Bagi sebagian kalangan, untuk mengatasi persoalan-persoalan ini, diperlukan transformasi struktural dalam pendekatan pembangunan desa. Pertama, pembangunan infrastruktur harus diarahkan tidak hanya untuk memenuhi kebutuhan dasar, tetapi untuk mendukung aktivitas ekonomi produktif. Misalnya, jalan desa harus terkoneksi dengan pusat distribusi, jaringan internet harus cukup kuat untuk mendukung e-commerce dan pendidikan online (daring), dan pasokan listrik harus stabil agar usaha kecil dapat beroperasi optimal.

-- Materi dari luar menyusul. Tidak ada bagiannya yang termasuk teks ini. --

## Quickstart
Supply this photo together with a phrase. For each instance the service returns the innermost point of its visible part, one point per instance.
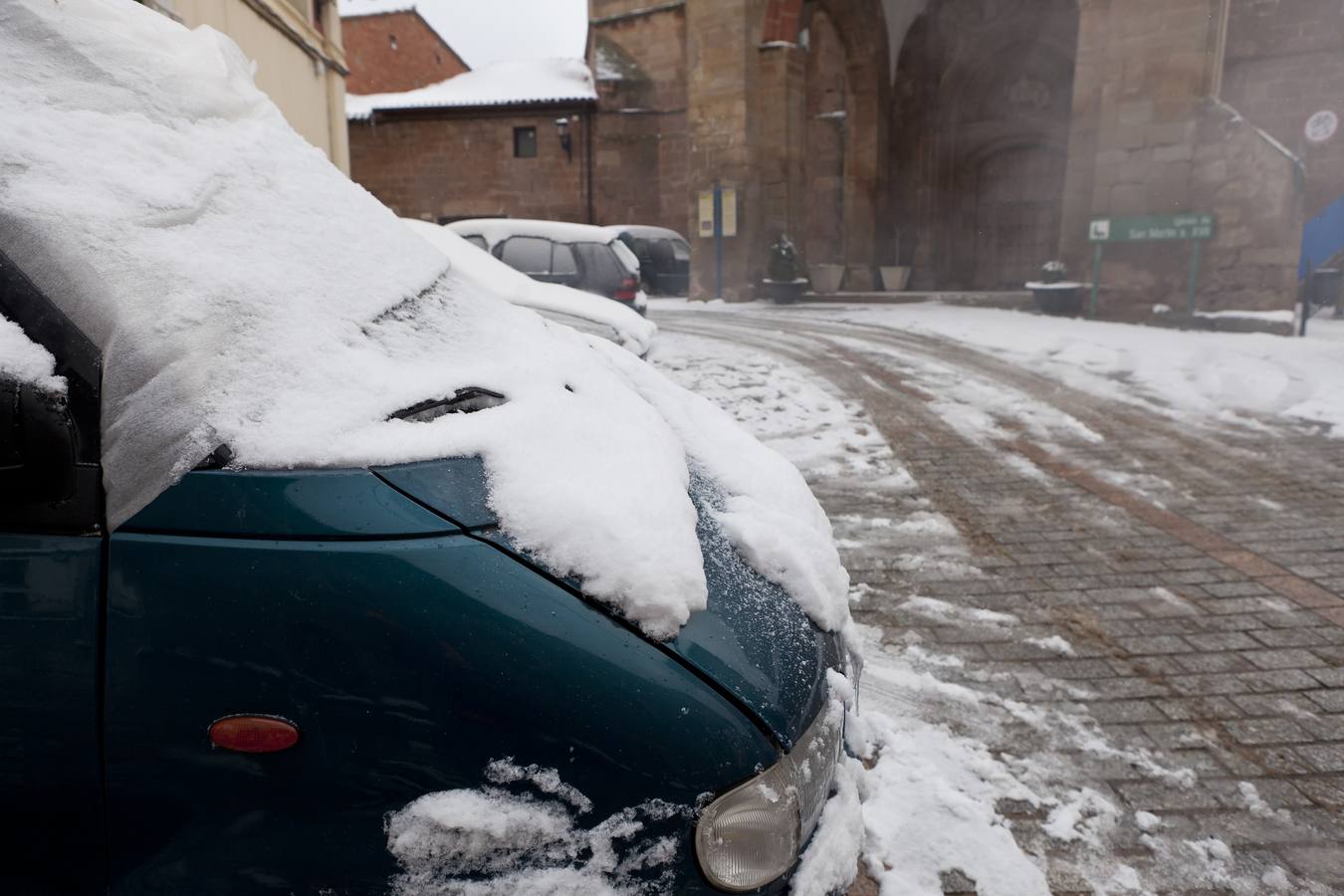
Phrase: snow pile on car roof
(245, 293)
(503, 84)
(24, 360)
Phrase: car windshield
(628, 258)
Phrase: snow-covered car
(664, 257)
(323, 569)
(580, 256)
(554, 301)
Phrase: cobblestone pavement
(1197, 571)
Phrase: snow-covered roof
(560, 231)
(24, 360)
(355, 8)
(647, 231)
(633, 331)
(244, 292)
(504, 84)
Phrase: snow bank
(24, 360)
(504, 84)
(633, 331)
(245, 293)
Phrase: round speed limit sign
(1321, 126)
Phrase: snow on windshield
(245, 293)
(24, 360)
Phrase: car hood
(753, 641)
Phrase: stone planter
(1059, 300)
(825, 278)
(784, 292)
(895, 278)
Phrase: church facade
(971, 141)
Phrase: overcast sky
(486, 31)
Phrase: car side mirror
(37, 445)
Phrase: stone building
(440, 141)
(392, 50)
(300, 61)
(972, 140)
(508, 140)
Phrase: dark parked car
(231, 692)
(664, 257)
(578, 256)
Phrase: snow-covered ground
(956, 777)
(1238, 377)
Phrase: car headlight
(752, 834)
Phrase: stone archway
(982, 111)
(826, 130)
(835, 164)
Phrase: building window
(525, 142)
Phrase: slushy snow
(245, 293)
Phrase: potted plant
(1055, 293)
(784, 283)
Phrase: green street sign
(1147, 229)
(1151, 227)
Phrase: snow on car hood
(634, 331)
(24, 360)
(245, 293)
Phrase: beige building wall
(299, 55)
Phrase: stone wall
(395, 51)
(1147, 140)
(446, 165)
(1283, 62)
(640, 138)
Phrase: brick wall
(1285, 61)
(395, 51)
(640, 142)
(436, 165)
(1148, 140)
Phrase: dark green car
(237, 691)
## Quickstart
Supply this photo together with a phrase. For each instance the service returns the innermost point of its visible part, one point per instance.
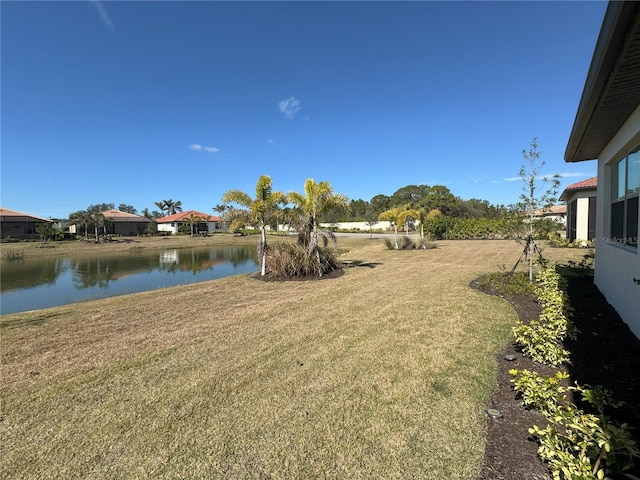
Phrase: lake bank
(383, 371)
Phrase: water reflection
(43, 282)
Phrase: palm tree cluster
(269, 206)
(90, 218)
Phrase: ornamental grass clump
(288, 260)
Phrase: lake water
(32, 283)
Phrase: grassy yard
(383, 372)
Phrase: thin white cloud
(289, 107)
(549, 176)
(203, 148)
(103, 14)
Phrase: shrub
(12, 255)
(505, 284)
(576, 444)
(542, 339)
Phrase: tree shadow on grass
(360, 263)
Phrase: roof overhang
(612, 89)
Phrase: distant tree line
(424, 197)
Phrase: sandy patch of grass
(383, 372)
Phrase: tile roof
(13, 215)
(553, 210)
(583, 185)
(182, 216)
(119, 216)
(588, 184)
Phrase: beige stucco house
(206, 223)
(20, 225)
(607, 128)
(581, 209)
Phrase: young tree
(256, 211)
(370, 218)
(398, 216)
(537, 193)
(45, 230)
(81, 218)
(98, 220)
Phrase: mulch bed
(605, 353)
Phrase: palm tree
(98, 220)
(173, 207)
(161, 205)
(193, 220)
(256, 211)
(318, 198)
(220, 209)
(398, 216)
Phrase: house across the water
(19, 225)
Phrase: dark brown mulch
(605, 353)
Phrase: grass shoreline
(383, 372)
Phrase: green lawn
(383, 372)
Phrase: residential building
(607, 128)
(118, 223)
(19, 225)
(203, 222)
(581, 209)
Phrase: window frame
(623, 204)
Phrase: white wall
(166, 227)
(616, 265)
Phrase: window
(625, 189)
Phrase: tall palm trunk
(263, 250)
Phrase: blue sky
(136, 102)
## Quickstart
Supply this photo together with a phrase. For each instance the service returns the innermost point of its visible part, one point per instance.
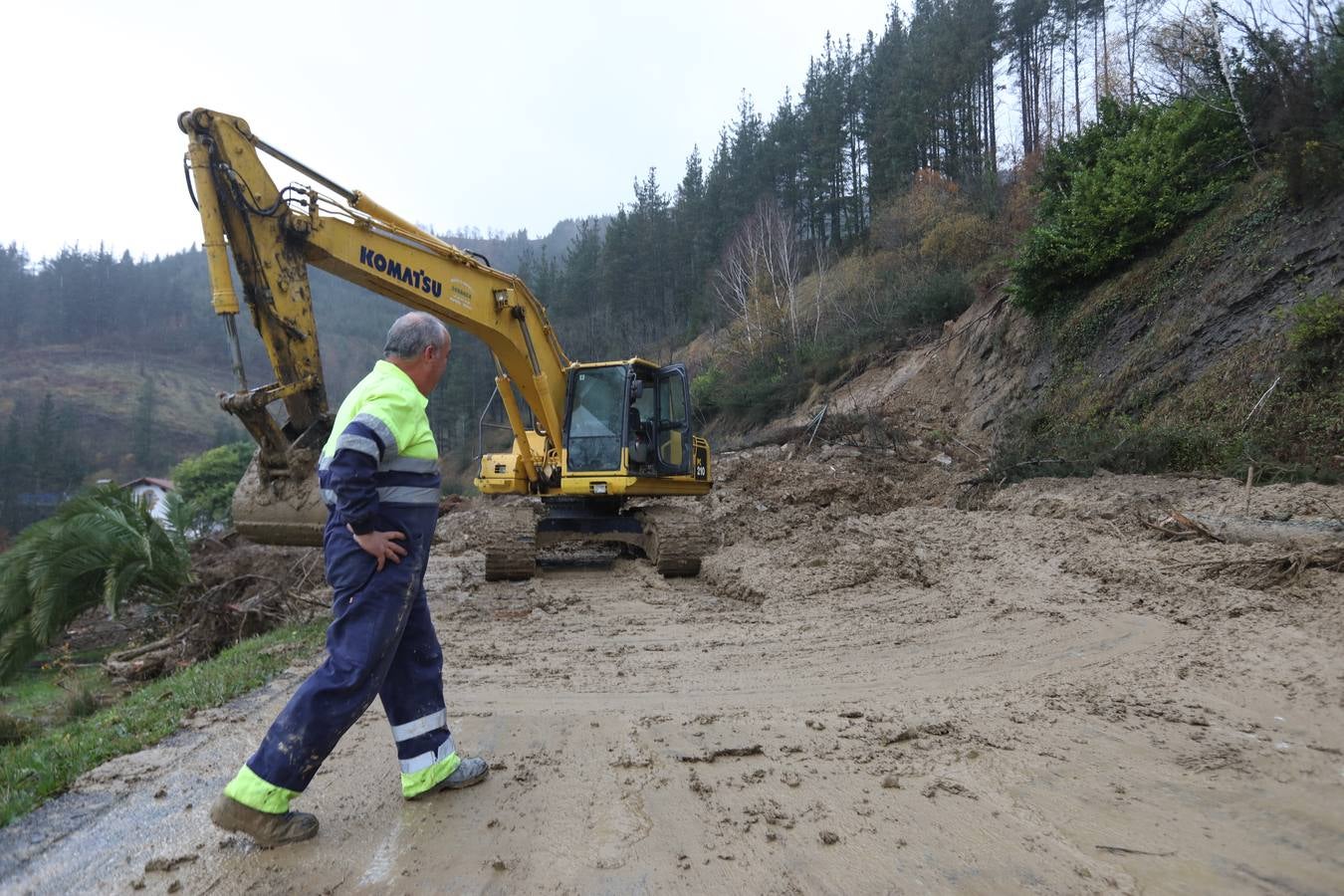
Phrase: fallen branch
(1180, 527)
(1262, 572)
(1126, 850)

Kedua, perluasan akses keuangan harus dilakukan secara inovatif dan inklusif, dengan melibatkan teknologi keuangan (fintech), koperasi digital, serta sistem jaminan sosial berbasis komunitas. Ketiga, pengembangan sumber daya manusia di desa harus diarahkan pada keterampilan praktis dan kewirausahaan. Pelatihan berbasis kompetensi dan inkubator usaha lokal bisa dijalankan melalui kemitraan antara pemerintah, universitas, OMS, dan sektor swasta.
Keempat, BUMDes harus direvitalisasi menjadi katalisator ekonomi desa. BUMDes tidak hanya sebagai pengelola aset desa, tetapi harus menjadi penggerak utama dalam membuka lapangan kerja, melalui investasi di sektor-sektor strategis seperti pengolahan hasil pertanian, jasa logistik lokal, dan usaha berbasis digital. Model klaster ekonomi berbasis potensi lokal juga bisa diterapkan untuk memperkuat daya saing antar desa.

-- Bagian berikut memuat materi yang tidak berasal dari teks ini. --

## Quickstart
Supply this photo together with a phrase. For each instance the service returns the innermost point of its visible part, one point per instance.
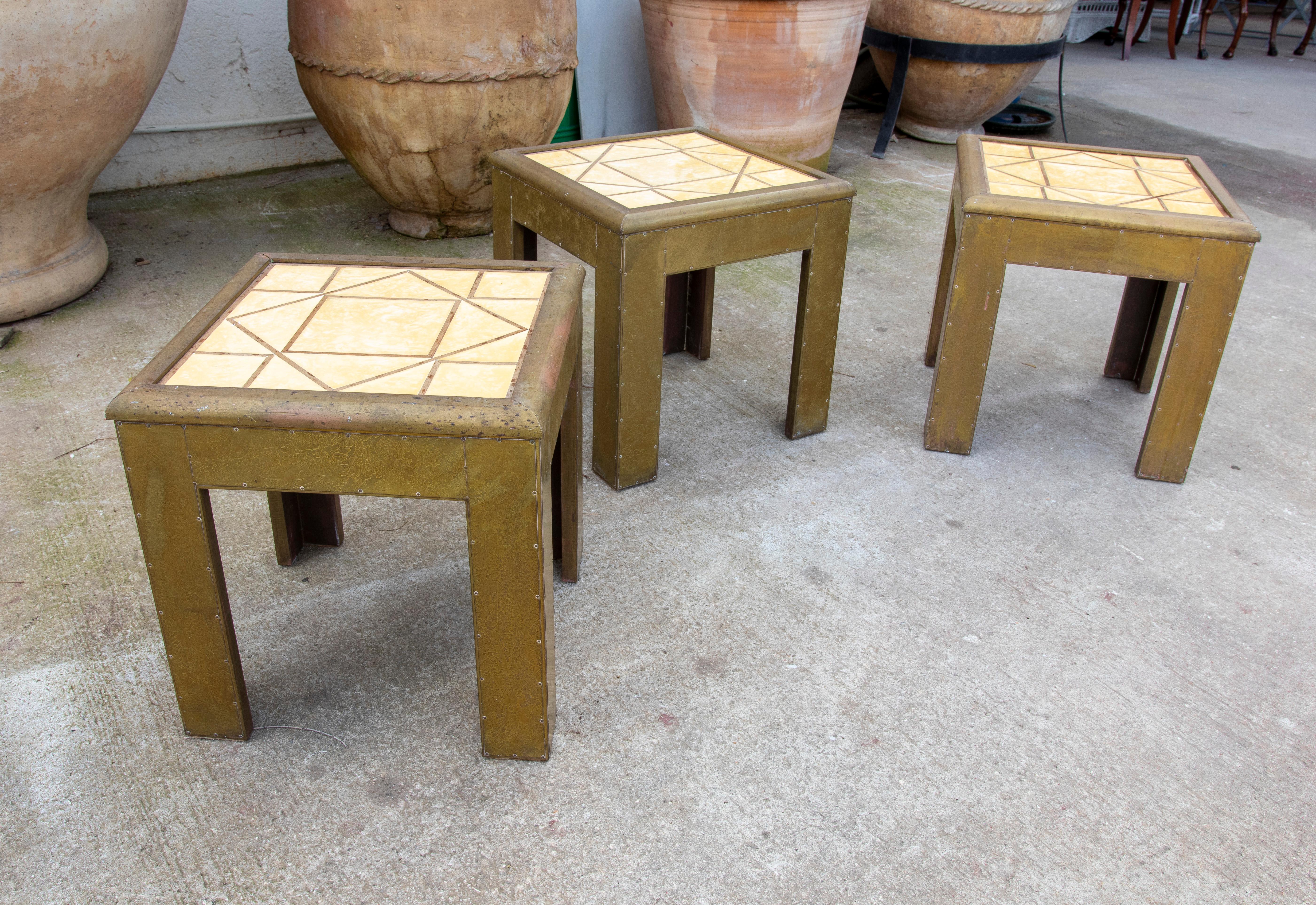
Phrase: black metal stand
(905, 48)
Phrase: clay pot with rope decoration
(418, 95)
(944, 101)
(769, 73)
(77, 78)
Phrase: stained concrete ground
(838, 670)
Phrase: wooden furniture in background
(656, 214)
(310, 377)
(1157, 219)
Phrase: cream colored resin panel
(419, 332)
(648, 171)
(1121, 181)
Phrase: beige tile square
(407, 382)
(1097, 179)
(278, 326)
(212, 370)
(519, 311)
(555, 158)
(298, 278)
(345, 370)
(478, 381)
(645, 199)
(511, 285)
(508, 349)
(227, 339)
(472, 327)
(281, 375)
(377, 327)
(1005, 149)
(666, 169)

Kelima, langkah untuk menggerakkan koperasi desa, hendaknya menjadi titik strategis untuk menghidupkan prakarsa dari bawah dan bukan sebaliknya. Yang dimaksud di sini tentu bukan suatu mobilisasi sumberdaya, yang pada akhirnya hanya menempatkan desa sebagai obyek dan gagal menjadi desa sebagai subyek ekonomi yang produktif dan berdaya. Koperasi desa yang kembali kepada hakekat koperasi, akan menjadi fondasi ekonomi nasional, terutama untuk meningkatkan produktivitas nasional berbasis realitas sosio-ekologi setempat.
Akhirnya, otoritas ekonomi perlu membentuk kerangka kebijakan yang holistik dan adaptif terhadap dinamika lokal. Regulasi harus mendorong inovasi dan kolaborasi lintas sektor, bukan justru membatasi gerak desa. Pendekatan pembangunan desa harus berubah dari paradigma “bantuan” menjadi “pemberdayaan”, dari “pembangunan fisik” menjadi “transformasi ekonomi”. Dengan demikian, menjawab pertanyaan awal: desa sebenarnya bukan tidak mampu menciptakan lapangan kerja. Yang terjadi adalah ketimpangan dalam pemberdayaan dan alokasi sumber daya, serta kegagalan dalam menciptakan ekosistem ekonomi yang mendukung ekspansi sektor-sektor nontradisional di desa. Jika hambatan struktural ini dapat diatasi secara sistematis, maka desa dapat berkembang menjadi pusat ekonomi baru yang tidak hanya menyediakan pekerjaan, tetapi juga memunculkan inovasi dan daya saing lokal yang berkelanjutan.